Both Otellini and Andy Bryant, Intel's CFO, painted a mix picture for the future. Costs will continue to go down, both said. A shift away from "Slot" packaging in the second half will reduce manufacturing cost. At the same time, Intel will likely invest less in new office buildings, manufacturing plants and equipment in 1999, said Bryant. "We are going to see cost improvements throughout the year," he said.
Nonetheless, competition will continue unabated. "There is a high probability as we compete in the lower end of the market that we could see some changes in average selling price," said Bryant. Gross margins for the year should hover around 57 percent.

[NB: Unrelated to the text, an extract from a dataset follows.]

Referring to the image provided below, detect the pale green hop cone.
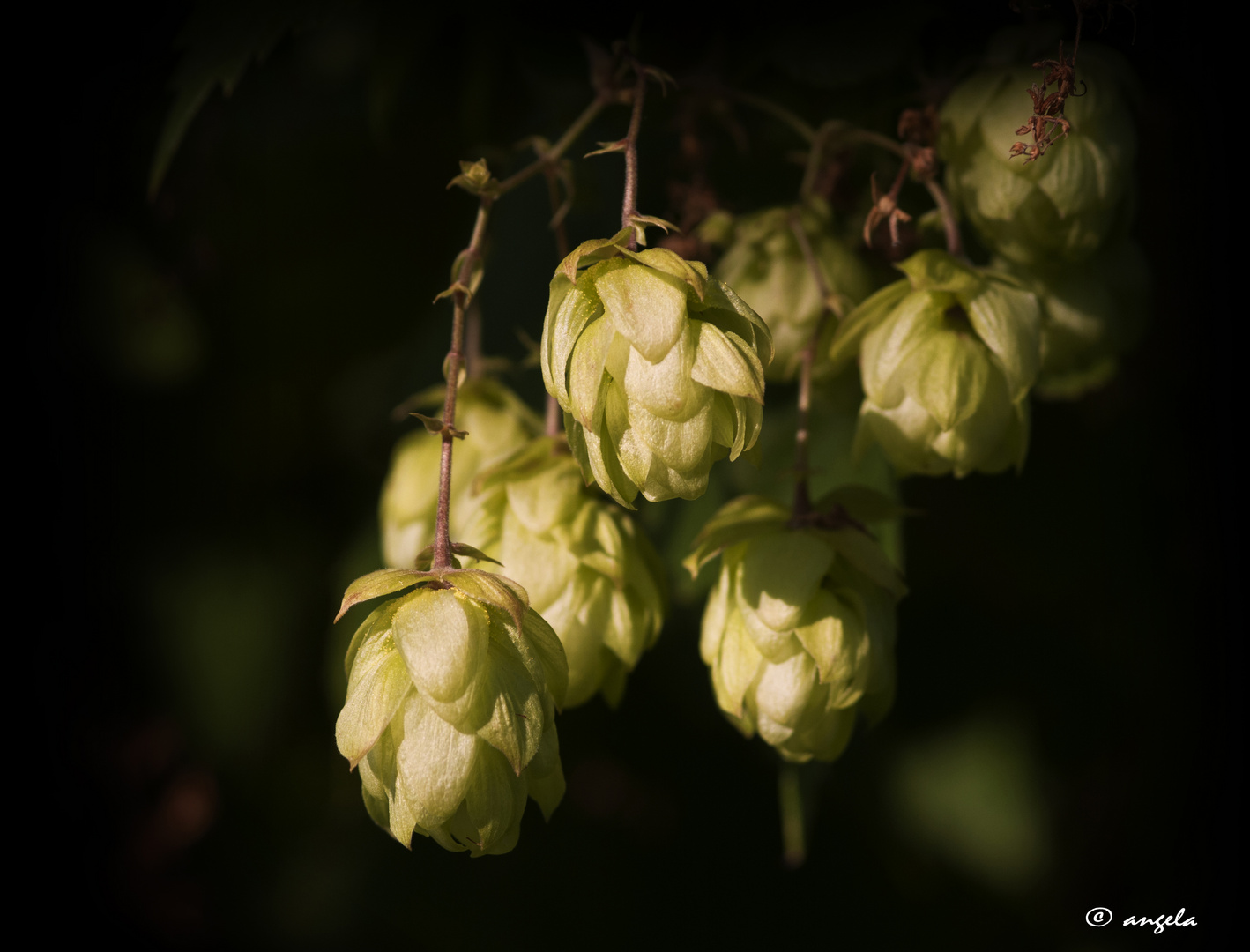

Additionally, the outlook for demand in 1999 remains volatile because of the world economy and the Y2K bug, said Otellini. Although sales in China, the U.S., and Europe remain strong, Japan has stayed flat and shown few signs of improving. The Y2K bug, meanwhile, will likely effect corporate buying cycles, although exactly how that will play out cannot be determined as yet.
"It is still to soon to call the first half, given all of the variables," he said.
Overall, the future looks fairly positive. Average prices may go down but so will Intel's expenses per chip, noted Ashok Kumar, semiconductor analyst with Piper Jaffray, creating a wash. In addition, the company will likely see a larger mix of expensive Xeon processors.
Year 2000 spending could impact the company as well, but right now, "it's a crapshoot."